Ray Borradale's picture

It is the same situation

in Australia where the federal Code defines disclosure and does not deal with relationship law. I agree with all the comments here, although terminations on an uncontested basis might be a difficult pill for most to swollow including me.

michael webster's picture

Marriage and Franchise

Richard writes: "In free market commerce contracts are as close as you can get to sacred. Compared to the rate at which marriages are torn up, one could posit that commercial agreements are far more critical to the success of our nation as an economic model."

I agree that contracts should be treated with high deference.  

However, as far as I can see only marriage and franchising are the two institution in which we allow complete and utter bullshit to be made by either party to be complete unactionable - by common law for marriage and by the judicial interpretation of the integration clause in franchising.

Since, we now allow "terminations" of marriage to proceed largely on an uncontested basis, dividing the spoils according to statute, we should treat the end of the franchise relationship in a similar manner.

RichardSolomon's picture

For once I agree with the IFA. What has been going on in

franchising, egregious as it has been, is not a sound basis for the erosion of commercial agreements amongst consenting adults.

If there is fraud, it can already be addressed as fraud.

If the terms of contracts are too severe, people don't have to sign them.

In free market commerce contracts are as close as you can get to sacred.
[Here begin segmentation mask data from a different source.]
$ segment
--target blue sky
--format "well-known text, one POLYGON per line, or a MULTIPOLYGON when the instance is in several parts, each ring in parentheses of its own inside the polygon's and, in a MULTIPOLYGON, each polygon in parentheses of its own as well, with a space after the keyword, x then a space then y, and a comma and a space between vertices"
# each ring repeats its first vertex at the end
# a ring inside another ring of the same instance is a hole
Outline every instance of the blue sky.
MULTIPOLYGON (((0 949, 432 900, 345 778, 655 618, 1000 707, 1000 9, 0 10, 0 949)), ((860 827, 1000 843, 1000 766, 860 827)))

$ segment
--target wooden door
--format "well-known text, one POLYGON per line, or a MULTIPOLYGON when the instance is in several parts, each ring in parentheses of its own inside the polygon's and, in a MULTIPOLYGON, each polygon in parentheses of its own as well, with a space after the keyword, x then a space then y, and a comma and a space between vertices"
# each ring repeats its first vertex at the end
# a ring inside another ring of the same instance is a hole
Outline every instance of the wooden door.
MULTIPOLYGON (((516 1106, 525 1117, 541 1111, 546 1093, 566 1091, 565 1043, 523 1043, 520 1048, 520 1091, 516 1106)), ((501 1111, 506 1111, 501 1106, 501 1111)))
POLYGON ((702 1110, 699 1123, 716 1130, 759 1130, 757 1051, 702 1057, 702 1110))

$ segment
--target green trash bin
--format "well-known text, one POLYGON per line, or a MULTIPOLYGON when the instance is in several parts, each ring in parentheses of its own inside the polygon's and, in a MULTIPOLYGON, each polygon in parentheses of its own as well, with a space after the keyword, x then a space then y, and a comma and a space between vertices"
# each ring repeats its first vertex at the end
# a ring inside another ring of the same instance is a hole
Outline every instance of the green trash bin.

Compared to the rate at which marriages are torn up, one could posit that commercial agreements are far more critical to the success of our nation as an economic model.

Mr. Blue MauMau's picture

Pre-sales (federal FDD) vs post-sales (State) regulation

Post-sales franchise relationship laws

I'm hearing confusion among the ranks of franchise development sales people of what the California fair franchising bill is. Some think that California is trying to enact its own franchise disclosure document. It's not. The Federal Trade Commission already has a federal franchise rule that defines the template of the franchise disclosure document around the country. To date, there is no federal franchise relationship law.

When talking about franchise relationship laws, these are discussions of post-sales franchisor-franchisee regulation as opposed to pre-sales disclosure regulation. Of these relationship laws, the International Franchise Association makes a point that States (see chart) should NOT mess with a contract that two consulting adults have signed. But many states and franchisee groups do not see it this way. They think that there have to be limits, even with consulting adults. Many states already have these post-sale franchise laws. And each state has their own law.

Franchise attorneys, feel free to chime in. There's confusion on this issue with seasoned franchise sellers.

Related reading:

Paul Steinberg's picture

BigLaw view of CA bill

Fox Rothschild, a large law firm representing franchisors, calls the proposed legislation:

perhaps the most aggressive legislative effort to date to constrain franchisors’ contractual rights and remedies

michael webster's picture

State Strategy

The strategy of approaching states, where for various reasons, support for franchisees is strong is a good idea. Much better than hanging around Washington when your PAC might buy you lunch.  It would make rational sense for the states to be targetted based upon the franchisee associations home location.  

Each association could serve as the coordinator for the state legislation efforts.  We still aren't seeing a coordinated effort to collate, if you will, the legal results of Fair Franchise Legislation.  I think that this is a mistake.

Finally, there may be a  clear benefit to Independent Franchisee Associations:

"This bill would also make it unlawful for a franchisor to refuse to recognize and deal fairly and in good faith with an independent franchisee association".

I am unclear what the standard for "refusal to recognize" means, but there may be content to the latter part of the conjunct.  I am not sure what it is, the problem it addresses or whether it will work.

On a personal note, I see that this Bill introduces a number of new remedies for franchisees and yet makes arbitration of those remedies mandatory.  That is a shame.